1/16/2014 9:15:32 AM

Hey! I said I hate journals, didn't I? Just throwing in this little note to point out I tweaked my profile a bit to make it look like I'm not trolling for playmates anymore. I'll be honest-when I first made my profile here I was arguing with my SO, and was half-heartedly planning on leaving her. She's the most non-kinky woman I've been with, a real pain in the ass sometimes, but overall it's been okay since then.

 

Over the last nine months or so, as I've reacquainted myself with 'the scene', as I call it. Things have changed since '93, when I walked away from this, and it would have probably been better to hang out here a few months to see which way the winds blow now. When I started, things were a titch simpler. A 'Dom' was a dominant male, a dominatrix was the female version, and a switch was just that. Now there's sub-categories for everything, so apparently, I went from just being a Dom to being a "Bedroom/Service Top". Makes me sound like I'm a goddamn butler with a whip.

 

Oh, last thing. My handle here. It took me a couple of weeks to see it myself, but 'Master Caneman' is something of a Freudian slip. When I created this account, I had it in my head to use my nom de plume "Caneman", so if people did a search, my old writings may come up again. This nickname in turn was given to me by a delightfully dizzy former coworker many moons ago, who always called me "Mister Caneman", because I walk with a cane after a brutal motorcycle accident.
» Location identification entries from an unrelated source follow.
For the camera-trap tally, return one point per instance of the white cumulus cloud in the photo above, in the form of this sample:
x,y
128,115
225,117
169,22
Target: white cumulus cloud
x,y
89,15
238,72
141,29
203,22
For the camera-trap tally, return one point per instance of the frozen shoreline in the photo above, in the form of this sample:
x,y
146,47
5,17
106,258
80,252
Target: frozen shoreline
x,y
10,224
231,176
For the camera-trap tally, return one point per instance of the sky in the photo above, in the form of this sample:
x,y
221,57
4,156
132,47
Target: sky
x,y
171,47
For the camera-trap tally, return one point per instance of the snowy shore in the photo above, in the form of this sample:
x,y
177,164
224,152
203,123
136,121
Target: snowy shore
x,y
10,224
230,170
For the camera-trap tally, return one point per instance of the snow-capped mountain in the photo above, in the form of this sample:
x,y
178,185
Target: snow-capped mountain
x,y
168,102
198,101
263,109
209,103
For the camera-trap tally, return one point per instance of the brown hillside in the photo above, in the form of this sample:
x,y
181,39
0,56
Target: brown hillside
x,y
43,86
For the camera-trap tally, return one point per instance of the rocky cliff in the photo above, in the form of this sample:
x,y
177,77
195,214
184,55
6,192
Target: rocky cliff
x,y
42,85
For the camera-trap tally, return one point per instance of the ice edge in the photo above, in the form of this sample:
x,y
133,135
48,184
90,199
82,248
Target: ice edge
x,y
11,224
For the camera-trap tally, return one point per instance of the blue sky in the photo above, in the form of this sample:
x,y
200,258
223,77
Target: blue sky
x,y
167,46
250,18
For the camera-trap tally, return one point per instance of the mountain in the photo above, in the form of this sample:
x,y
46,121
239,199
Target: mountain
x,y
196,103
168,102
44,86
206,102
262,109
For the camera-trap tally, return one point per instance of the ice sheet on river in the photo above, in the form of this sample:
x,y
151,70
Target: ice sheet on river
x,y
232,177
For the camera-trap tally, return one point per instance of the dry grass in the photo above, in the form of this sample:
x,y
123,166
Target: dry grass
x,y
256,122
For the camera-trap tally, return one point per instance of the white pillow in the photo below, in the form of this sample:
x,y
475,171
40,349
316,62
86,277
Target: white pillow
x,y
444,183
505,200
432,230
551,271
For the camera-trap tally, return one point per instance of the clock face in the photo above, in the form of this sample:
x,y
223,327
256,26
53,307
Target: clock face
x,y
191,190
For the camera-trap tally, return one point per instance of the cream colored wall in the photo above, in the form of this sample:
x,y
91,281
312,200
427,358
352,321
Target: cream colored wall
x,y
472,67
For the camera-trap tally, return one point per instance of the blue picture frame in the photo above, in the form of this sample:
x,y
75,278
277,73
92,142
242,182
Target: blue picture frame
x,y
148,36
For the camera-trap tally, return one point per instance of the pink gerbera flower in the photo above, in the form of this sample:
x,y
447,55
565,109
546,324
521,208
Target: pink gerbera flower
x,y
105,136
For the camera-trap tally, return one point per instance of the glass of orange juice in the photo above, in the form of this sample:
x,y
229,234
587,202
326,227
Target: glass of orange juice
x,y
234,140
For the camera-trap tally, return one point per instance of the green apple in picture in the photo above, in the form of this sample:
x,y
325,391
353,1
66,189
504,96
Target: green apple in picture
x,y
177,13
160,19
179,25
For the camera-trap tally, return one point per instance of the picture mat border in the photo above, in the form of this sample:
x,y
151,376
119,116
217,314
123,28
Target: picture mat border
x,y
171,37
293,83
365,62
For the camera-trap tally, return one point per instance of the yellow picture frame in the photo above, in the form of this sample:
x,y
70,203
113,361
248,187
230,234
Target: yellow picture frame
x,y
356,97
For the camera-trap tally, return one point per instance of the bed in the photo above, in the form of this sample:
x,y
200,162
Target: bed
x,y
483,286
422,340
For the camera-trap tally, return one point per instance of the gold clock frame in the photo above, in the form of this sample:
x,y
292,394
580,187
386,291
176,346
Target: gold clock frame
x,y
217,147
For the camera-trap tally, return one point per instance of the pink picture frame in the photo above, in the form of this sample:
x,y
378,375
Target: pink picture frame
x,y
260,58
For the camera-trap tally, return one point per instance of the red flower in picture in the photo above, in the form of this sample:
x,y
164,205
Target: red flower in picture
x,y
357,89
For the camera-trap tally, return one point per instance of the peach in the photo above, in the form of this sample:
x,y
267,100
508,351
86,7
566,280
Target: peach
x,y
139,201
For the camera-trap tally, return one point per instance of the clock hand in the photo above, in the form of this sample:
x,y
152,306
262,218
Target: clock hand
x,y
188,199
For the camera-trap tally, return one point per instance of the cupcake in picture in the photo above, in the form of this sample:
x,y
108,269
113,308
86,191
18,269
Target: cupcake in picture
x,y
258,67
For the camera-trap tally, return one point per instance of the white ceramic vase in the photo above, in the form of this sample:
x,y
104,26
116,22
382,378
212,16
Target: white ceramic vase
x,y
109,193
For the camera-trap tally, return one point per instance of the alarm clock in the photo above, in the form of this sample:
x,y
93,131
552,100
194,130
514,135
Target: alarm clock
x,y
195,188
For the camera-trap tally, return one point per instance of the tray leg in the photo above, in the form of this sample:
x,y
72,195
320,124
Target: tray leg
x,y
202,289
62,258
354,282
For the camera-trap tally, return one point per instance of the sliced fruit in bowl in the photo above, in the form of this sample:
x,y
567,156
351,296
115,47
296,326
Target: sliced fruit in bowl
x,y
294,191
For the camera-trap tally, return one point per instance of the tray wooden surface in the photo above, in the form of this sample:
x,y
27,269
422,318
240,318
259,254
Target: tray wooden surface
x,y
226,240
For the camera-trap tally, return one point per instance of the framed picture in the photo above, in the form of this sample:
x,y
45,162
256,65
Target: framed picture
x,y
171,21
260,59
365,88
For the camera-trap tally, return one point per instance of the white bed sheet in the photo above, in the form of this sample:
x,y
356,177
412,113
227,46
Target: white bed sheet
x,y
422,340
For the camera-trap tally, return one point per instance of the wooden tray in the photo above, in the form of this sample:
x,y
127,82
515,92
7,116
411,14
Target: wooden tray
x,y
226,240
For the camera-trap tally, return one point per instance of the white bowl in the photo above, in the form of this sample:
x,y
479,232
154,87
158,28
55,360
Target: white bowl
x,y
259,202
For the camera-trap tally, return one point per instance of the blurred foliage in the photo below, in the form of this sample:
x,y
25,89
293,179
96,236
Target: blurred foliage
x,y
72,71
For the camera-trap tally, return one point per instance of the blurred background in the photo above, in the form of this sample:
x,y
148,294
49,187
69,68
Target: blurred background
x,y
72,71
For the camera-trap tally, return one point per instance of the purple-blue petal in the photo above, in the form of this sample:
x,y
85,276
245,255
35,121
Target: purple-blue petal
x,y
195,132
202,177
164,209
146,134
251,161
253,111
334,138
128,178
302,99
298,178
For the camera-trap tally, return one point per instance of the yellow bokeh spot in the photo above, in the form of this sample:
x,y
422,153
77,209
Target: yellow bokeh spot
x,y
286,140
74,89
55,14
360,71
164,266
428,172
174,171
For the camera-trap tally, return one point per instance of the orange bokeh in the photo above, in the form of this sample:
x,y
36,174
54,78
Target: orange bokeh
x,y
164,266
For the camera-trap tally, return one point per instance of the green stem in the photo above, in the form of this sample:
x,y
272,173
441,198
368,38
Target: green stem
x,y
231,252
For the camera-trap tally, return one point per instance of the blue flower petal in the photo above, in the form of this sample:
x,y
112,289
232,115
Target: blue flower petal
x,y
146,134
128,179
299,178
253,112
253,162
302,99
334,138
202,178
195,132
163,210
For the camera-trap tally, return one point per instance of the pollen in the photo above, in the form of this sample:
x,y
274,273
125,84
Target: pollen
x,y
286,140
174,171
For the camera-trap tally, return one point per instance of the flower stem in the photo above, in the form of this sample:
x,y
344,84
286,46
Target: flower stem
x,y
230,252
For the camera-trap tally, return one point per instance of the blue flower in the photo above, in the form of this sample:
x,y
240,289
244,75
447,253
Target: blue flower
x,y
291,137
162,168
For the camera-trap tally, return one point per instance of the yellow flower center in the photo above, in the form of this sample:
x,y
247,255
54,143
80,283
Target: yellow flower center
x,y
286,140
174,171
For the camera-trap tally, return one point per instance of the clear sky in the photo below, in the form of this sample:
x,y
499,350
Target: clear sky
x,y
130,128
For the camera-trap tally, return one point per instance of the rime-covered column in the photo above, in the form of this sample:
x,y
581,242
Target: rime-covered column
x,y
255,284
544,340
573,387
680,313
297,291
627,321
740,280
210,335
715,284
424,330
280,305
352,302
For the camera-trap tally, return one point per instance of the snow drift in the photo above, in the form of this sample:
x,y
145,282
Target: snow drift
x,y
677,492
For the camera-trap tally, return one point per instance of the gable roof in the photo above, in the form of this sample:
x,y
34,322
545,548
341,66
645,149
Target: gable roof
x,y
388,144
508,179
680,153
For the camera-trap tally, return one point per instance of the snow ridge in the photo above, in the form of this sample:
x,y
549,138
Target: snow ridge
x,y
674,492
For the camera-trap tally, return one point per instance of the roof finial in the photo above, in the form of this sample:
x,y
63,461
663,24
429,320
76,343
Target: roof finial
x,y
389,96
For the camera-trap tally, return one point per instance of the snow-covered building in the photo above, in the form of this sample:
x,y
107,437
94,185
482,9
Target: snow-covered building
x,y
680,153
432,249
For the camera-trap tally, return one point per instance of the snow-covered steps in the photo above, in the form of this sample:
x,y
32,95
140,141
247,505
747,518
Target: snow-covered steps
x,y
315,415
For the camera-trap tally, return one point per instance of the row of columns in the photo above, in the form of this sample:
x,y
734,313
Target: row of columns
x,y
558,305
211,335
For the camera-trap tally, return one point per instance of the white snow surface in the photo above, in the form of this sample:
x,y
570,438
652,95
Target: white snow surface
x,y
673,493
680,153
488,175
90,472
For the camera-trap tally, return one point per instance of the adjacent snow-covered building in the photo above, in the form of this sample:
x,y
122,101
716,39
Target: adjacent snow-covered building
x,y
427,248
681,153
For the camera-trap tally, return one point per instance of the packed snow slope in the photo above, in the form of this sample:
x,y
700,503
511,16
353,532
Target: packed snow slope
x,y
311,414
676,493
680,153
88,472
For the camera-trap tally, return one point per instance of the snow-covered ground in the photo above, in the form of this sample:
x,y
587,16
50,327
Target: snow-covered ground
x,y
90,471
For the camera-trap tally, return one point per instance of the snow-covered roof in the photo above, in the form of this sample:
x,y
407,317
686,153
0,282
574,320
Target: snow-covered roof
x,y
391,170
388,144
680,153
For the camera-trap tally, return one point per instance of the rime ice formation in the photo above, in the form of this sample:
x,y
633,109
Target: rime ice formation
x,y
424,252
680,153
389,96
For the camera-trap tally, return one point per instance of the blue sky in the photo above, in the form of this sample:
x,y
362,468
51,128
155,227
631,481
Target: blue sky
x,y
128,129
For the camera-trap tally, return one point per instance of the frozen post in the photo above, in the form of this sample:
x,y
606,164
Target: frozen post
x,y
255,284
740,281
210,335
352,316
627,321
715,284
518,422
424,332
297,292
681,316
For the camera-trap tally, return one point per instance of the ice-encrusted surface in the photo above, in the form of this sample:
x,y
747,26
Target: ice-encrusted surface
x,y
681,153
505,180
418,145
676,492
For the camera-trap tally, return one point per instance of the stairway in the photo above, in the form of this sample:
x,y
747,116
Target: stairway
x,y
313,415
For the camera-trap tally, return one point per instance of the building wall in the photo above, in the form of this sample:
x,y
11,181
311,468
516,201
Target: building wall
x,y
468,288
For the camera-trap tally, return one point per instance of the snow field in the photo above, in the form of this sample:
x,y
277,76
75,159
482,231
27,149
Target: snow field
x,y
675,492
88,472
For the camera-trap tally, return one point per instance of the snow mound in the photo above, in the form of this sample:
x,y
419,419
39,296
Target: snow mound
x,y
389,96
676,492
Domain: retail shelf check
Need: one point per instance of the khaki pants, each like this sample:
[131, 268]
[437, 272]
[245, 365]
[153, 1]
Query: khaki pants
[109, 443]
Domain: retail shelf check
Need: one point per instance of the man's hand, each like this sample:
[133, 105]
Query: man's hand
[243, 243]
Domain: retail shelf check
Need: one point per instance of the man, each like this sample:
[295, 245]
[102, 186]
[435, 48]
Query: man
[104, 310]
That's what I wanted as my handle, but my fingers decided to spell out "Master" instead. Make of that what you will.

 

One more thing. While I can understand (somewhat) all the gay male sub-types viewing my profile, the 'lesbian dommes' perplex me when they view it. If they're coming over from the MB, I understand, but the ones just out of the ether confuse me. Maybe the next one will leave me a note clarifying why? Just curious.

6/12/2013 11:42:49 AM

6/11/13:

 

Did I mention I hate journalling? Doing this only to remind myself I removed some of the stupid shit I put in on the check-boxes when I first signed up. I mean, seriously, how the fuck does someone become an expert at getting massages? And rather than have fetishes I don't like show up because I click 'Hard Limit', I just 'no opinioned' them.

 

I'm actually having more fun on the message boards than I am on the hookup portion of this show, mainly because the people there are more 'real' than some of the ones that end up in my inbox. Maybe I'm too jaded from the years of filtering the crap that got sent to my last job's email, but I can tell right away when a message is from a bot or from a real person, and there's damn few people who message me.

 

The ones that do are pretty solid folks, and the subjects are quite sanguine, for the most part. To date, I've only had one really negative message from someone, but that was largely my fault for getting butthurt at something they said. Ya gotta have a thick skin to be on a site like this.

 

 

4/14/2013 12:34:16 PM

I hate journals. Hated them in the Army, in school, anywhere. I keep one on paper as a backup to my rotten memory. I'm only doing this here because I'm tired of fielding messages from people wanting to know who the chick is in my original profile picture. Here's the truth: she's just a friend of mine. She'd not a Domme, she's not my girlfriend, she's  a friend. We've never scened together, and the picture was chosen largely because it shows people my height and weight better than a head shot. Period. The picture was taken Halloween 2005 at a party. Now stop fucking asking me about her. Thank you.